Monday, 26 March 2007

Interesting Solutions to SICP Chapter 1

I have started working through SICP chapter 1, using the Dr Scheme interactive environment. I will post my more interesting solutions and comments.

Ken Dyck gives a more complete solution set.

Comment: Rather than finding the larger two explicitly, I find the smallest and use a simple mathematical identity.

My solutions:

Exercise 1.3. Define a procedure that takes three numbers as arguments and returns the sum of the squares of the two larger numbers.

(define (f a b c)
(define (lt a b) (if (> a b) b a))
(define (least a b c) (lt a (lt b c)))
(define (square x) (* x x))

(+ (square a)
(square b)
(square c)
(- (square (least a b c)))))
Comment: Rather than finding the larger two explicitly, I find the smallest and use a simple mathematical identity.

Exercises 1.17 & 1.18: Devise recursive and iterative algorithms for multiplication that take a logarithmic number of steps.
(define (mul-recursive a b)
(cond ((= b 0) 0)
((even? b) (mul-recursive (double a) (halve b)))
(else (+ a (mul-recursive a (- b 1))))))

(define(* a b)
(define (mul-iterative r a b)
(cond ((= b 0) r)
((even? b) (mul-iterative r (double a) (halve b)))
(else (mul-iterative (+ r a) a (- b 1)))))

(mul-iterative 0 a b))
Comments: Observe how similar the two solutions are.

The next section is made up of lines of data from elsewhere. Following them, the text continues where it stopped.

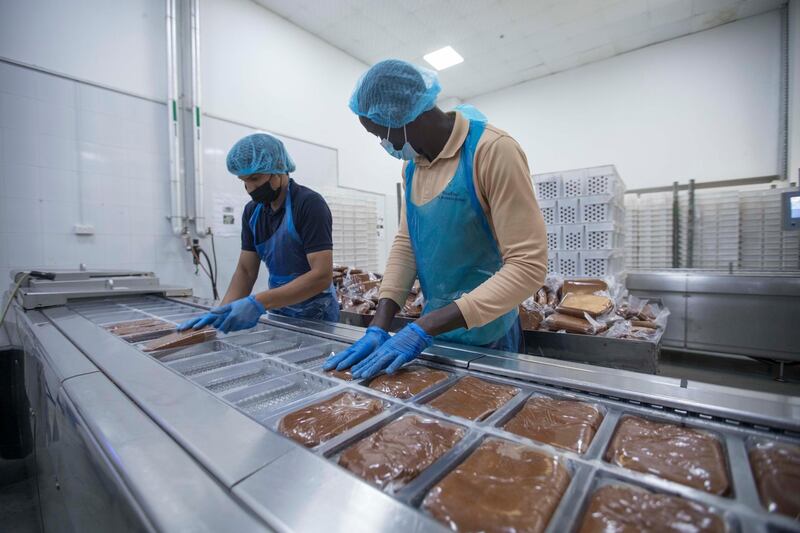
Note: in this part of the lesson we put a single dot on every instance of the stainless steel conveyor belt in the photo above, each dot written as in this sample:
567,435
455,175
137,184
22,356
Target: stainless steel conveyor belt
185,438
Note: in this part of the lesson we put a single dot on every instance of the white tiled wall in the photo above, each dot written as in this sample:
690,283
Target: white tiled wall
74,153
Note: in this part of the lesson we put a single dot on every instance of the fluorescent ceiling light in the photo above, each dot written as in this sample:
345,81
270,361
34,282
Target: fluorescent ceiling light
443,58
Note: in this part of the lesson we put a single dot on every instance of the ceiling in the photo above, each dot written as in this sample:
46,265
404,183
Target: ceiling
505,42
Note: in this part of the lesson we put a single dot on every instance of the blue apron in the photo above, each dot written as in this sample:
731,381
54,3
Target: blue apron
286,260
455,250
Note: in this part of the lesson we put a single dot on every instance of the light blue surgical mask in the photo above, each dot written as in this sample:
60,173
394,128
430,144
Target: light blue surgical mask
407,153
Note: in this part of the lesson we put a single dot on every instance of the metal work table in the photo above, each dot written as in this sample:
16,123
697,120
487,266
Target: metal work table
751,314
185,439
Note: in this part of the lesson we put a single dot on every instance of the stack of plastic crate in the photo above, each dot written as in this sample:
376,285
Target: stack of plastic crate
763,245
716,230
653,220
585,217
631,232
355,235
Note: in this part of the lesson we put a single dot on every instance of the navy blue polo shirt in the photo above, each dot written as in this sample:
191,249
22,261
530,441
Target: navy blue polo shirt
312,220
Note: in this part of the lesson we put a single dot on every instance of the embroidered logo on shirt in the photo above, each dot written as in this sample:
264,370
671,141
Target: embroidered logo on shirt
454,196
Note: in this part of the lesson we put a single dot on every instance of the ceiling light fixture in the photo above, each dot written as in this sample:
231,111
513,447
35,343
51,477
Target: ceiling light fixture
443,58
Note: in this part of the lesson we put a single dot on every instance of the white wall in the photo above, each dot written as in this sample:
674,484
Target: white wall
703,106
794,92
67,147
260,69
117,44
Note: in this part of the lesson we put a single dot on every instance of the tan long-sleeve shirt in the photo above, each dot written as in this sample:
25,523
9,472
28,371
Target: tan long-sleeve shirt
503,185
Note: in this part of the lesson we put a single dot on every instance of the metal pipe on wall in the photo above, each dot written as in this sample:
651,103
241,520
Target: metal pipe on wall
177,211
197,141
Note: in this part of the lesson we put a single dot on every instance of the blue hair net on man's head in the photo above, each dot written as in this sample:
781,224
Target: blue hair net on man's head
393,93
259,153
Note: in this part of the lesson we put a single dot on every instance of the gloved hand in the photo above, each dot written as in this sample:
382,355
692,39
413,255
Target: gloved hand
198,321
405,346
240,314
364,346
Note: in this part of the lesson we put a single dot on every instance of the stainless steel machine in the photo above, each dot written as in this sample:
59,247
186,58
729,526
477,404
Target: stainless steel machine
186,440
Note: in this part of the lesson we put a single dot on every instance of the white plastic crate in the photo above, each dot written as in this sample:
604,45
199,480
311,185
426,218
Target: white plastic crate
572,237
600,263
572,184
568,211
552,261
568,264
548,186
553,237
607,236
549,209
603,180
600,208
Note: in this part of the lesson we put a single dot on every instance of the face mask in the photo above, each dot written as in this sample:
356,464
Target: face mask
265,194
407,153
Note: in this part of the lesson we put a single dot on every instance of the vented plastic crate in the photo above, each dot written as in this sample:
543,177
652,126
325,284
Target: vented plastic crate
548,186
572,237
568,211
572,184
549,209
600,263
553,237
568,264
552,262
606,236
600,208
603,180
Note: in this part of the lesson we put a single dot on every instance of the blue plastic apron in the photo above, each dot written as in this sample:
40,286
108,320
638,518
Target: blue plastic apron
455,250
285,258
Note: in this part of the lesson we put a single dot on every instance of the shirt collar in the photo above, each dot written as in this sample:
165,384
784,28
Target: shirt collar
453,144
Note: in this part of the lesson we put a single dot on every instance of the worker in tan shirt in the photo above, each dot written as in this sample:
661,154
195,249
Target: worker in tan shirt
471,229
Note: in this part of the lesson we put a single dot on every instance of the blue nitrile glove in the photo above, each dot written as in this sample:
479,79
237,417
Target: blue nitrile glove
364,346
405,346
240,314
198,321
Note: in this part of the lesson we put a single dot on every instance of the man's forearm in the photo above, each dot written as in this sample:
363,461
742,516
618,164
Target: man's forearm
299,289
240,286
442,320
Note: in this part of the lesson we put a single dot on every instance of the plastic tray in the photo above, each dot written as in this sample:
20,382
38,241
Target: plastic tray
312,356
242,375
259,401
199,364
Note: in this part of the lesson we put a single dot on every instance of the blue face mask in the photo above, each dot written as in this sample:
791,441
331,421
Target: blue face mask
407,153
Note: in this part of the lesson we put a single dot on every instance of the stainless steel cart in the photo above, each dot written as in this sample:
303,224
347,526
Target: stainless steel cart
185,439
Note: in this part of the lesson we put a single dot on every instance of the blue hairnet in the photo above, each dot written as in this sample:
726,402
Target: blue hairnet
259,153
471,112
393,93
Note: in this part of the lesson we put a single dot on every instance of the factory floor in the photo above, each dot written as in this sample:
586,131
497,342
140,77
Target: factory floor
18,510
732,371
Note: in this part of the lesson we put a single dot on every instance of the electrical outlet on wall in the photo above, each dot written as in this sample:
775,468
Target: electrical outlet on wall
83,229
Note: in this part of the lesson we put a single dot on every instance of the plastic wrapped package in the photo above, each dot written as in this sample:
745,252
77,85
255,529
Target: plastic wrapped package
145,325
473,398
684,455
179,339
531,314
398,452
501,486
776,470
624,508
316,423
568,424
579,304
583,286
408,381
573,324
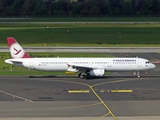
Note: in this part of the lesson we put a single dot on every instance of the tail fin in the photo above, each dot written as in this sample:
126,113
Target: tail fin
16,50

The iterative solution is especially easy to follow if you expand out an example.

3 comments:

Ken Dyck said...

Clever! I would never have thought of solving it that way.

Thanks for sharing your solution.

Daniel Prager said...

Thanks Ken.

(Perils of a mathematical education.)

And thank-you for making your solutions available online!

veselov said...

I've also started to share my solutions, together with my friends. We've created SICP wiki, which can be found here:

http://sicp.org.ua

Solutions in Scheme, Haskell and Oberon are available, as long as its discussions and comments.